SGGP
Pemerintah Israel mengumumkan akan memutus “semua komunikasi” dan mengepung Kota Gaza, menandai fase baru dalam konflik Israel-Hamas.
Kemampuan untuk mendirikan rumah sakit lapangan
Pada 3 November, Israel membebaskan 3.200 pekerja Palestina dari Jalur Gaza yang ditahan di Tepi Barat. Para pekerja ini dipindahkan ke Jalur Gaza melalui perlintasan perbatasan Kerem Shalom.
Dalam sebuah pernyataan, kabinet keamanan Israel menyatakan tidak akan ada lagi pekerja Palestina yang datang dari Gaza. Pekerja dari Gaza yang berada di Israel pada hari konflik (7 Oktober) akan dipulangkan ke Gaza.
Badan pertahanan Israel, yang bertanggung jawab atas urusan sipil Palestina, mengeluarkan izin kerja kepada sekitar 18.500 orang dari Gaza sebelum konflik.
Tentara Israel mengumumkan bahwa mereka telah menyelesaikan pengepungan Kota Gaza. Foto: KBC |
Pada hari yang sama, pihak Israel juga mengatakan bahwa pemerintah sedang berdiskusi dengan badan-badan kesehatan tentang pendirian rumah sakit lapangan di Jalur Gaza selatan untuk merawat yang terluka, kemudian memindahkan mereka ke fasilitas medis yang lebih modern untuk perawatan intensif.
Sebelumnya, pada 2 November, Direktur Jenderal Organisasi Kesehatan Dunia (WHO) Tedros Adhanom Ghebreyesus memperingatkan bahwa evakuasi paksa rumah sakit di Jalur Gaza utara membahayakan nyawa ratusan pasien.
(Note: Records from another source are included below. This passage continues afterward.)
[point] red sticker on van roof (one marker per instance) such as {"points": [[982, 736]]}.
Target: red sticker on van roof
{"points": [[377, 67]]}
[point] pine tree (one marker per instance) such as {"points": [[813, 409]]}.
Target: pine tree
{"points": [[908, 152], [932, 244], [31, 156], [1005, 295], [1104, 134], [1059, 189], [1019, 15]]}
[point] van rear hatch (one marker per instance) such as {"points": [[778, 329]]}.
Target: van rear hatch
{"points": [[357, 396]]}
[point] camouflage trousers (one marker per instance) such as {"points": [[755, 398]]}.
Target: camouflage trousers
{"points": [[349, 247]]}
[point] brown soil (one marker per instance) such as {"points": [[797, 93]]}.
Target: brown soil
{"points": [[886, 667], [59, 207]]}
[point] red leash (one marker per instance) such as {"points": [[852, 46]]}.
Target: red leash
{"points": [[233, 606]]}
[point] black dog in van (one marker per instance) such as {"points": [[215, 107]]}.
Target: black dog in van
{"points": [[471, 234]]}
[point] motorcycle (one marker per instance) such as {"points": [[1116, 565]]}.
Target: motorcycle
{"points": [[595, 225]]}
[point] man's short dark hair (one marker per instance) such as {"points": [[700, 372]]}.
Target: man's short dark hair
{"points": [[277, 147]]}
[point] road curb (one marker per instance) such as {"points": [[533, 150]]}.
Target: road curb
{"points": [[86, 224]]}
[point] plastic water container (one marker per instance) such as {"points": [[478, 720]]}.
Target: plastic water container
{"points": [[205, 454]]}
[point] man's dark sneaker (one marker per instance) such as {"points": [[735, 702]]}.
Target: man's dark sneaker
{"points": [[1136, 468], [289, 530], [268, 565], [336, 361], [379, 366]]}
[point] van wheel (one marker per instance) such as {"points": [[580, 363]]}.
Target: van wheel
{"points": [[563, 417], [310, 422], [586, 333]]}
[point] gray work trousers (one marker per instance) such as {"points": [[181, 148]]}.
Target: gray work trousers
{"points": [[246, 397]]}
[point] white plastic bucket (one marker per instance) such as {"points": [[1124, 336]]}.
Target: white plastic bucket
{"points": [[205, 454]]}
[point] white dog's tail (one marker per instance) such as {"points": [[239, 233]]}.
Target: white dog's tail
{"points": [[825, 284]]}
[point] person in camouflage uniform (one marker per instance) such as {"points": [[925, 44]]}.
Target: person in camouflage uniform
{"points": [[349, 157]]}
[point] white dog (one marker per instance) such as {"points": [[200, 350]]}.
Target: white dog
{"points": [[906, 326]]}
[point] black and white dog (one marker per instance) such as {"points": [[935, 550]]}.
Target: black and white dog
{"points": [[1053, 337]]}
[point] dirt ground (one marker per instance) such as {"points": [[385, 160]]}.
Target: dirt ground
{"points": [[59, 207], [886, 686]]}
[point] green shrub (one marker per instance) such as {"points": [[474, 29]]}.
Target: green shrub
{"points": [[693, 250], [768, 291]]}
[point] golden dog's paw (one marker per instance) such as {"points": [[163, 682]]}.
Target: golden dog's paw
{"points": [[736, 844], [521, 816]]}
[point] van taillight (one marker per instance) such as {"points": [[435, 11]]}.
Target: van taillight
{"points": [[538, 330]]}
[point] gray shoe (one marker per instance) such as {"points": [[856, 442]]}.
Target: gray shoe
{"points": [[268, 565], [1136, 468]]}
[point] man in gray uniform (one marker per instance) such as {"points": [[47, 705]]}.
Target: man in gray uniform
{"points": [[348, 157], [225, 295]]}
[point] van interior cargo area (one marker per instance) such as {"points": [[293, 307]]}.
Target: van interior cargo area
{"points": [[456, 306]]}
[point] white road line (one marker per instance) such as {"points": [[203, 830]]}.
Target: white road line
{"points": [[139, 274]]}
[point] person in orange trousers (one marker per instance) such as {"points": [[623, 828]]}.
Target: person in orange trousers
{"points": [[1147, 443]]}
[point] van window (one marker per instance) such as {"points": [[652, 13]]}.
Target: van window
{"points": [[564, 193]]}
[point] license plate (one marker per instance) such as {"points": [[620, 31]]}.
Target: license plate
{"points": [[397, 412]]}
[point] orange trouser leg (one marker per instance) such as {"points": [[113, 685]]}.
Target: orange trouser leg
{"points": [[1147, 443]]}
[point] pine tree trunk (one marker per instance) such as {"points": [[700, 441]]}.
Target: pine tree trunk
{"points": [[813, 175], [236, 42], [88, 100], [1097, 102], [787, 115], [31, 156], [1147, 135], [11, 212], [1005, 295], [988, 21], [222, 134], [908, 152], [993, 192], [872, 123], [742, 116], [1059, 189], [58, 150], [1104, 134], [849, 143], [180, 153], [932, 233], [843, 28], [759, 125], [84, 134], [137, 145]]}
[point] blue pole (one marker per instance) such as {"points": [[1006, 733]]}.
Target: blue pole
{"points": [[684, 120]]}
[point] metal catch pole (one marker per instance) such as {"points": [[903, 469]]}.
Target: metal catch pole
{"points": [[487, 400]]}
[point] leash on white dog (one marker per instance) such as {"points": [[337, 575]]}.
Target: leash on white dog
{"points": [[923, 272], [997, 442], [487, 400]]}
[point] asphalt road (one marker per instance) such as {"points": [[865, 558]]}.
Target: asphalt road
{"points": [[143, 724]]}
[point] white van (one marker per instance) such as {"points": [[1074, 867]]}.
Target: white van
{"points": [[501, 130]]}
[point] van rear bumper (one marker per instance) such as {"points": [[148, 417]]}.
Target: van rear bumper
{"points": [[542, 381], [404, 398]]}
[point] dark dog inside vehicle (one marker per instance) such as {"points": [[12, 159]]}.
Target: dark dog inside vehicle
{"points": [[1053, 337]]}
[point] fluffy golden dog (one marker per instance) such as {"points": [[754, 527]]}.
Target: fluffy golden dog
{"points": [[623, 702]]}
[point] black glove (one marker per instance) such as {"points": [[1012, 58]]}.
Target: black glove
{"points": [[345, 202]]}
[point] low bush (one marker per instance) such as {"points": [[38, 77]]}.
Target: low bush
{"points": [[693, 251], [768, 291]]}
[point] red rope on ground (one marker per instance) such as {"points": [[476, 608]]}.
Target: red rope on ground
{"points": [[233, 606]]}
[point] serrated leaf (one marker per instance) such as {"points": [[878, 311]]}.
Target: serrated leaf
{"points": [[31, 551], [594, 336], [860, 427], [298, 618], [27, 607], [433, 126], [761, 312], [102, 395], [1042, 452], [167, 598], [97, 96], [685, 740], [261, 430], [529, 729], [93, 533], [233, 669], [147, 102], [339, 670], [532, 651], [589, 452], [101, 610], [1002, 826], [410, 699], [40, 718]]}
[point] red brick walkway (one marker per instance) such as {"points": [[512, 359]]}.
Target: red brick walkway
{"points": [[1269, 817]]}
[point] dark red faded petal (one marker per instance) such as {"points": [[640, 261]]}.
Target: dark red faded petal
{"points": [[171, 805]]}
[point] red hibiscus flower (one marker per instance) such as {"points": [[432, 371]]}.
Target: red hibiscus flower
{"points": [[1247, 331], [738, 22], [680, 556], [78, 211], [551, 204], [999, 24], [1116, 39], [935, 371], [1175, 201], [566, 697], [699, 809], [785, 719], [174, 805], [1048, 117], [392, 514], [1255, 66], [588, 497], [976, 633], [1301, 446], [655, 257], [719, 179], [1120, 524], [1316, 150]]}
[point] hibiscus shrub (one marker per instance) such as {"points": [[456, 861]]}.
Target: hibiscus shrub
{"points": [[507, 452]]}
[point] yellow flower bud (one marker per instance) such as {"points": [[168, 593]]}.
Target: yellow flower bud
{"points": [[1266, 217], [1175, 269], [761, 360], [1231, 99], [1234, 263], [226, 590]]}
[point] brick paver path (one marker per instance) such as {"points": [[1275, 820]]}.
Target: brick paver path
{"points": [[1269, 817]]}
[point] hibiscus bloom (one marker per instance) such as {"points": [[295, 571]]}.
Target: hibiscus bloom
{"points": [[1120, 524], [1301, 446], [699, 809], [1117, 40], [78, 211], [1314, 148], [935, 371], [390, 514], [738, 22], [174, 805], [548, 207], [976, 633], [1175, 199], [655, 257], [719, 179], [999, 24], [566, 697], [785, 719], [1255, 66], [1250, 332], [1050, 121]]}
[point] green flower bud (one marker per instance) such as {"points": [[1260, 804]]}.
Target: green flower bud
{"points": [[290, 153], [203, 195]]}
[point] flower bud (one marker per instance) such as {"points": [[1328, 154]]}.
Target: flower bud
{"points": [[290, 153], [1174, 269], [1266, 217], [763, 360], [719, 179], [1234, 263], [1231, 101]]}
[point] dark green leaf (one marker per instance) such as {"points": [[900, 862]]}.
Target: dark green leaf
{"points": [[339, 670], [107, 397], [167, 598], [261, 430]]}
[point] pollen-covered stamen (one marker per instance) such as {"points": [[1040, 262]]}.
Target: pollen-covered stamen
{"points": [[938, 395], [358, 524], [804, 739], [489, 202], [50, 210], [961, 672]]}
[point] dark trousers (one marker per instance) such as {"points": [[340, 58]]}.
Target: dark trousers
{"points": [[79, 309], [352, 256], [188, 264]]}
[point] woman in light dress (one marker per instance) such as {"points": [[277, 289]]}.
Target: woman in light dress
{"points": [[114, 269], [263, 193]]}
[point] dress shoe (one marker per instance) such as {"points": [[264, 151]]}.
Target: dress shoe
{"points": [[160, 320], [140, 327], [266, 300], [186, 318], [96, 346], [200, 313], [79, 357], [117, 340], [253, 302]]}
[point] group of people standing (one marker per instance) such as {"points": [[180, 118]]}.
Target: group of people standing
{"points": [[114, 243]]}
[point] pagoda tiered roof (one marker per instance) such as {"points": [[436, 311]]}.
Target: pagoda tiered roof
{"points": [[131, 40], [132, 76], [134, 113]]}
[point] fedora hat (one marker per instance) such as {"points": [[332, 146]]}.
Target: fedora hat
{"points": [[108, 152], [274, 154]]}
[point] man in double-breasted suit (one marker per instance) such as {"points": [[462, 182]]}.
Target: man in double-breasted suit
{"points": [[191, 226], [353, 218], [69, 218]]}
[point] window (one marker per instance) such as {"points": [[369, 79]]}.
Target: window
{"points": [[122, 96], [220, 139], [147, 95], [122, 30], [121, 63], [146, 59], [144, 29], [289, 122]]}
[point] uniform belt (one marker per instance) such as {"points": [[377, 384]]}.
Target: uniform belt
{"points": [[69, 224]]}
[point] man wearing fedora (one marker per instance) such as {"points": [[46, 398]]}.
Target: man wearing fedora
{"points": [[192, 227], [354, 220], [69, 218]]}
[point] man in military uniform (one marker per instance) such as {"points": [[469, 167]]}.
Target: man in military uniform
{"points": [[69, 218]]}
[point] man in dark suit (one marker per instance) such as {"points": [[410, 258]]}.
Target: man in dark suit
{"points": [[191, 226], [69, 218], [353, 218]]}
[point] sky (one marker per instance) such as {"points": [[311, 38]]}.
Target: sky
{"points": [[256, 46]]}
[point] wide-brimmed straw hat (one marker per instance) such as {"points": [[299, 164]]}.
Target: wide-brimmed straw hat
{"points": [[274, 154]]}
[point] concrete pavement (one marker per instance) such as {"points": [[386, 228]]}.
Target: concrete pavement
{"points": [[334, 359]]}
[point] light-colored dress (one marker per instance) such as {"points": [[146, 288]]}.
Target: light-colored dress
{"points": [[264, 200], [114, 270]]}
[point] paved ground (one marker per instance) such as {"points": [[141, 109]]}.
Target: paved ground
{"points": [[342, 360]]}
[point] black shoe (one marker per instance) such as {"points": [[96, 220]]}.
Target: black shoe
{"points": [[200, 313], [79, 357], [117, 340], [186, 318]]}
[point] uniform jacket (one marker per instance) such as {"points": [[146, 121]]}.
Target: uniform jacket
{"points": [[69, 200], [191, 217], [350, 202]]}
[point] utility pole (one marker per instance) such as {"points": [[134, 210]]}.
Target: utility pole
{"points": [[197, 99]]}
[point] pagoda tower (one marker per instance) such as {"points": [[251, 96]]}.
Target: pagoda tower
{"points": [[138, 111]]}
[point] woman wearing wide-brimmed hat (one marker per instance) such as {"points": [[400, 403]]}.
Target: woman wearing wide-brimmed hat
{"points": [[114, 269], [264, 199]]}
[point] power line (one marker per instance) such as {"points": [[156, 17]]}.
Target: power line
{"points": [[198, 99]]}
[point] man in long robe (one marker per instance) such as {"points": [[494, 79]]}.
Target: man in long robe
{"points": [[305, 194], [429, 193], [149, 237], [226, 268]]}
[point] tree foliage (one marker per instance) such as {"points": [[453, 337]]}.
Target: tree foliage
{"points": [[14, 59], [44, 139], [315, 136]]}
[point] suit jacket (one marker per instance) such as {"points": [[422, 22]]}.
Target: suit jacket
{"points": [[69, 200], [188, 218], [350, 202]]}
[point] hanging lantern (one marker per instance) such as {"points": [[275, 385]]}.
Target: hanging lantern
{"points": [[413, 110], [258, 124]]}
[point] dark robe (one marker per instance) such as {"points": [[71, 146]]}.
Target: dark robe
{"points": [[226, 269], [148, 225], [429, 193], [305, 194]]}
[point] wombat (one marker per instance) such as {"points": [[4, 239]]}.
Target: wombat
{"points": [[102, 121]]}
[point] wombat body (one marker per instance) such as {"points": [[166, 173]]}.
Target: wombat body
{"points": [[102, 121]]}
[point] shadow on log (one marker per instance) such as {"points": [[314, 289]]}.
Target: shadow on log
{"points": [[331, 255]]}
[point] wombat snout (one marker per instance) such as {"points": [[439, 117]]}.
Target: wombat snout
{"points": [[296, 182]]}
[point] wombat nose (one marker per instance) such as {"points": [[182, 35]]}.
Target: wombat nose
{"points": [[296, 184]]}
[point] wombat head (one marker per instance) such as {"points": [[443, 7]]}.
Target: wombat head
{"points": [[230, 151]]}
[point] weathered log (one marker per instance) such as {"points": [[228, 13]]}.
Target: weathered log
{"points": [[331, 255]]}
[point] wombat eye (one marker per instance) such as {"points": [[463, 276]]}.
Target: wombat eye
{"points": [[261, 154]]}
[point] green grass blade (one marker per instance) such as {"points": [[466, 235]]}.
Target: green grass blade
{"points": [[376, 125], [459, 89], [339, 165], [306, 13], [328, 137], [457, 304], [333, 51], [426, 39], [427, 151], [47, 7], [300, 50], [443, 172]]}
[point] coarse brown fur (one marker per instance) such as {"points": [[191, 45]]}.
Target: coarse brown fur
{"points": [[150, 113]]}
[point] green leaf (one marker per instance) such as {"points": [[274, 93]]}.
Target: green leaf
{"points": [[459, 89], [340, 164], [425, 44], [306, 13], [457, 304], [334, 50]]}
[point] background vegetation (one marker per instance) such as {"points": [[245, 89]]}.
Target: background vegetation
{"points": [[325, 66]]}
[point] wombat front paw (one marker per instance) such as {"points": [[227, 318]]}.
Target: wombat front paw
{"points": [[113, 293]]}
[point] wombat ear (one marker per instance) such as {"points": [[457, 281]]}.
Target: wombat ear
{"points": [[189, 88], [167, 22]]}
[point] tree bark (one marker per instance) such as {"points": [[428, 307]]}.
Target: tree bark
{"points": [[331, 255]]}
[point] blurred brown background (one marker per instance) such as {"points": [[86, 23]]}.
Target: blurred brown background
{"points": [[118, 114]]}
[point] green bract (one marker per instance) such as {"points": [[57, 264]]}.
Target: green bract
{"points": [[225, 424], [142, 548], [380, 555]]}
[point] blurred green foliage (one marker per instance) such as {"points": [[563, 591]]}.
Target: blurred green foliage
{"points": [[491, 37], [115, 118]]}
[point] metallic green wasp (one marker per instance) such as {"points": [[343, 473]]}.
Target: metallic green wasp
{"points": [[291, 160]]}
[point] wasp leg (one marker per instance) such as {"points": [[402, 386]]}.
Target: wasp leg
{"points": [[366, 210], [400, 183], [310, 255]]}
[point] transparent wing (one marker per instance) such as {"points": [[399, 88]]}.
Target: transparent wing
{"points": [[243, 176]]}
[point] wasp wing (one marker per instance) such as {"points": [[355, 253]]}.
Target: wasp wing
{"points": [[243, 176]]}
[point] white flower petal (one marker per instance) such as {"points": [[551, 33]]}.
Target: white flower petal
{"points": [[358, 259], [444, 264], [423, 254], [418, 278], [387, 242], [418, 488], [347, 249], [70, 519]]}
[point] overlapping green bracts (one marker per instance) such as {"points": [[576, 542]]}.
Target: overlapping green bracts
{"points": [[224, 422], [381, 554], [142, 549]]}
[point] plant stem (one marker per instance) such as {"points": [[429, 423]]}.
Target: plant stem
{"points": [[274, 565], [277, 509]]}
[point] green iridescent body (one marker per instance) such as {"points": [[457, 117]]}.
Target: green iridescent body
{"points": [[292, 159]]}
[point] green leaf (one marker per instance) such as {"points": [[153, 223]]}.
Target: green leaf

Informasi tersebut dirilis pada saat otoritas kesehatan di Jalur Gaza mengumumkan bahwa jumlah korban tewas di sana telah melampaui 8.800, belum lagi lebih dari 22.200 lainnya yang terluka.
Berbagai saluran bantuan kemanusiaan
Militer Israel menyatakan telah "menyelesaikan pengepungan" kota terbesar di Jalur Gaza. Langkah ini telah menimbulkan kekhawatiran di kalangan komunitas internasional tentang konflik tersebut, serta situasi di Jalur Gaza. Pada 30 November, Uni Emirat Arab (UEA) memperingatkan bahwa konflik Israel-Hamas berisiko mengalami eskalasi lebih lanjut dan memicu konflik di seluruh Timur Tengah.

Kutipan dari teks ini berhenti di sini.